Longer than the typical 30- or 60-second broadcast commercial and with very limited branding (a title before and after), the “Nature Is Speaking” videos aren’t quite advertisements, but neither are they exactly public service announcements. No specific action is suggested, no instruction given. They add up to more of an existential wake-up call, like the one delivered to earthlings in The Day the Earth Stood Still.
“Our goals for this are varied,” says M. Sanjayan, the nonprofit’s executive vice president and senior scientist. “CI is an organization that is well known amongst a small amount of people and government, but it’s not more broadly known. So one measure of success is to increase our online presence, increase online giving, engagement, et cetera.” More important, he says, “is for companies—consumer facing organizations—to take notice and link to this and use it as a platform to tell their own story. Just for an example, say, Starbucks might say it’s listening to soil, and here are the ways it’s improving conditions where coffee is grown.” Although some environmentalists may disagree, Sanjayan says that, by and large, “companies are far ahead of consumers in recognizing why they need nature to sustain their businesses. Coke doesn’t need to be told that they need clean water to make their product. Executives understand nature as capital.” He and CI want to get businesses to use their marketing muscle to speak out on this more.
The striking approach of the series—nature taking little pity on people—grew out of an encounter between CI’s founder, Peter Seligmann, and Clow, a meeting arranged by Steve Jobs’s widow and CI board member Laurene Powell Jobs. “Laurene’s been involved in Conservation International for years. She asked if we would help. We said sure. Simple as that,” says Clow, who is chairman and global director of TBWAWorldwide in Los Angeles. He’s famous, among other things, for co-creating the “1984″ commercial that launched the Apple Macintosh. For years, Seligmann has argued that environmentalists have fumbled their messaging, handicapping the movement toward sustainability by making it all about preserving something separate, remote, pristine and far away—a place for some rich hippie and her tent—instead of helping people.
“Peter described everything they care about and everything they do,” Clow, a lifelong surfer, says of their meeting. “And I found this really simple little thought in there which kind of flipped the conversation on its head. It was the notion that nature doesn’t need people. Nature has evolved for billions of years mostly without people. Without humans. But conversely, we desperately need to partner with nature if we want to stay on this planet a little bit longer.”

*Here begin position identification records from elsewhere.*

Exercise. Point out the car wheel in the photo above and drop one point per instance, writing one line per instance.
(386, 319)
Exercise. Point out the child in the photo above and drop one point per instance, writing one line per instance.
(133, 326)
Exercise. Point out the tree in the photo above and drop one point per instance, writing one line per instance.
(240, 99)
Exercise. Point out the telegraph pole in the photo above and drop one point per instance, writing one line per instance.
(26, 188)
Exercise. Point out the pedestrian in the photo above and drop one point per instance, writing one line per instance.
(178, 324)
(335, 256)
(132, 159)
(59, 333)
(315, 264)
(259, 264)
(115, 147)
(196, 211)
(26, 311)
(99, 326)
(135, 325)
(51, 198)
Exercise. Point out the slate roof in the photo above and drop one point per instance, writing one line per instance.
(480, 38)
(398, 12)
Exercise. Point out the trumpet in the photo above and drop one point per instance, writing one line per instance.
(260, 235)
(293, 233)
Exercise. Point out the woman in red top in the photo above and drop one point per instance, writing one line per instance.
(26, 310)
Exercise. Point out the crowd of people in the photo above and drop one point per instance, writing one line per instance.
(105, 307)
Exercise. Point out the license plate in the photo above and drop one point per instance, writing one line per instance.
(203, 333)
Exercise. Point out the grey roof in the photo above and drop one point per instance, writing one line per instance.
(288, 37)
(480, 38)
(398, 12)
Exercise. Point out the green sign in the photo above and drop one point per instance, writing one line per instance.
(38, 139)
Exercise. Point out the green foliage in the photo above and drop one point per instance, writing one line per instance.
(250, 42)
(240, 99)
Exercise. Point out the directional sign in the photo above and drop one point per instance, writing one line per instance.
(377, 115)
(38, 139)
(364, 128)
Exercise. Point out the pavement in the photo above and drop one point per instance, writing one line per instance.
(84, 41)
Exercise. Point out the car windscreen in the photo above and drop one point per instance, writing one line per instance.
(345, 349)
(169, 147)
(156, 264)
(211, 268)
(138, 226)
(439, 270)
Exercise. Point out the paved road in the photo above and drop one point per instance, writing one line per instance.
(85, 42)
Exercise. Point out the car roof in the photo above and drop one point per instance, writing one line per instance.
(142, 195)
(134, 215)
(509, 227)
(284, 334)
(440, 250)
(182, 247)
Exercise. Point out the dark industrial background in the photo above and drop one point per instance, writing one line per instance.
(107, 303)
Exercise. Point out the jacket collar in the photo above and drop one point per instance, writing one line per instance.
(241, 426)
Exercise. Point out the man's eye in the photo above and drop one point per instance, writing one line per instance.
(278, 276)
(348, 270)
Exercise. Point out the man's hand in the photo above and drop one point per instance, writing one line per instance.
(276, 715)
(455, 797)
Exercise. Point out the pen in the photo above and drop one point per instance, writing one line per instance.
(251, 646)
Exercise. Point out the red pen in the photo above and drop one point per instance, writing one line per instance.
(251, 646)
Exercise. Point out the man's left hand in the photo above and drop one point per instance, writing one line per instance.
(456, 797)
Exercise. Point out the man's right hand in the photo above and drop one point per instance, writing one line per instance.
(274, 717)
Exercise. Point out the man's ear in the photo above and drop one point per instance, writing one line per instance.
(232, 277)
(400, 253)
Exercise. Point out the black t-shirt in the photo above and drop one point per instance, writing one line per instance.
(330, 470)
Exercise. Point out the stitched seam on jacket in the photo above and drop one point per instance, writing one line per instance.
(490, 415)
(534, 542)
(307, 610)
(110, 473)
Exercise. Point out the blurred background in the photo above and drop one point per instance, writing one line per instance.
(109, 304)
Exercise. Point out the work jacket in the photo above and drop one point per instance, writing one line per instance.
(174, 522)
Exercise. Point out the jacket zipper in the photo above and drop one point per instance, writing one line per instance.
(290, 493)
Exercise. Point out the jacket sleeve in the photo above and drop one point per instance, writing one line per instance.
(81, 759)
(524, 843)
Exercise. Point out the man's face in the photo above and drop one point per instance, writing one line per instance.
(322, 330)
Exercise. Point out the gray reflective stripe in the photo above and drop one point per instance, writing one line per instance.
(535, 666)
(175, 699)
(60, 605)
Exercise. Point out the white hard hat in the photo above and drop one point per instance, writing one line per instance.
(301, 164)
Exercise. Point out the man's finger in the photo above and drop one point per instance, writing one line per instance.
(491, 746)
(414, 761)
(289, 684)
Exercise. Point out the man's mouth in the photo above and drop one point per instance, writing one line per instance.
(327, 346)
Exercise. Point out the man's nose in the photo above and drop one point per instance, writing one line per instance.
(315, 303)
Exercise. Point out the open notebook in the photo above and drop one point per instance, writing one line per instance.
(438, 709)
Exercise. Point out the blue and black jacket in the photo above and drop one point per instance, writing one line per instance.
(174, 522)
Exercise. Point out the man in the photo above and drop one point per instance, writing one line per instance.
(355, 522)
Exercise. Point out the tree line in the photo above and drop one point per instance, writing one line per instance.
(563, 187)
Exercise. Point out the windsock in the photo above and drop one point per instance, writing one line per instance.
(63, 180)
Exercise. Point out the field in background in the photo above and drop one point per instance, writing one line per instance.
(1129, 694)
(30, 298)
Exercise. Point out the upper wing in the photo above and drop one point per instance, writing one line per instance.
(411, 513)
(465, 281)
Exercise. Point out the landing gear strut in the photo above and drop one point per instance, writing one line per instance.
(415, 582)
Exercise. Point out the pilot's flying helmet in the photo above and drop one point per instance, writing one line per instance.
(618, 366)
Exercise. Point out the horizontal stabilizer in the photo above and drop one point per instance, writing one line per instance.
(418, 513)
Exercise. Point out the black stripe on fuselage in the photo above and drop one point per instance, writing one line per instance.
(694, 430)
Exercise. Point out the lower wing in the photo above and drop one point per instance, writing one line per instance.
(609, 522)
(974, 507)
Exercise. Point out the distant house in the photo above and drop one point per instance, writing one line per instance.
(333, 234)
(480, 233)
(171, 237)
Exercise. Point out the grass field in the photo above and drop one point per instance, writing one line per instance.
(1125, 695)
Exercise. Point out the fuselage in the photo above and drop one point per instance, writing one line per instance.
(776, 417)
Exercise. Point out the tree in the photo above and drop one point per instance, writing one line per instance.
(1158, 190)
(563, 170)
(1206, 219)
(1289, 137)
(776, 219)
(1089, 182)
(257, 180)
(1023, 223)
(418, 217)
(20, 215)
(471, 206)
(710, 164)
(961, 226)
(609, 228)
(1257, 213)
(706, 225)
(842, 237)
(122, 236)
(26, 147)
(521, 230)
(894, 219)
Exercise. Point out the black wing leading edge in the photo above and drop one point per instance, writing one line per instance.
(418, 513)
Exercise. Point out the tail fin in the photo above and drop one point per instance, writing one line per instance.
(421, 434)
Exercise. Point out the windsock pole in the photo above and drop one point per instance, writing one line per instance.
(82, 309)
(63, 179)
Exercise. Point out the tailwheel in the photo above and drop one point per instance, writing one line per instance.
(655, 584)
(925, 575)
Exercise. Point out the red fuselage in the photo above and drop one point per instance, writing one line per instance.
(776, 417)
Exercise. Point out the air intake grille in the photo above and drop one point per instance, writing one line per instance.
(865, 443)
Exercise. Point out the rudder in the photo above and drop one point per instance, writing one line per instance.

They hadn’t started out thinking they’d use celebrities, but Harrison Ford is CI’s vice chairman, and he made a convincing ocean. Another actor known to be vocal on the environment—Robert Redford—signed on early. He’s a redwood who explains human folly to a younger tree voiced by his granddaughter. Still in the works: Ian Somerhalder speaking up for coral reefs.
Clow’s as eager as any to see how the series does, but he’s certain CI’s inclusive worldview is vital. “They’re trying to get away from it being ‘us vs. them,’ of being confrontational and combative,” Clow says, giving a little laugh. “This is kind of a selfish strategy that we created. This is not about saving nature. This is about saving ourselves.”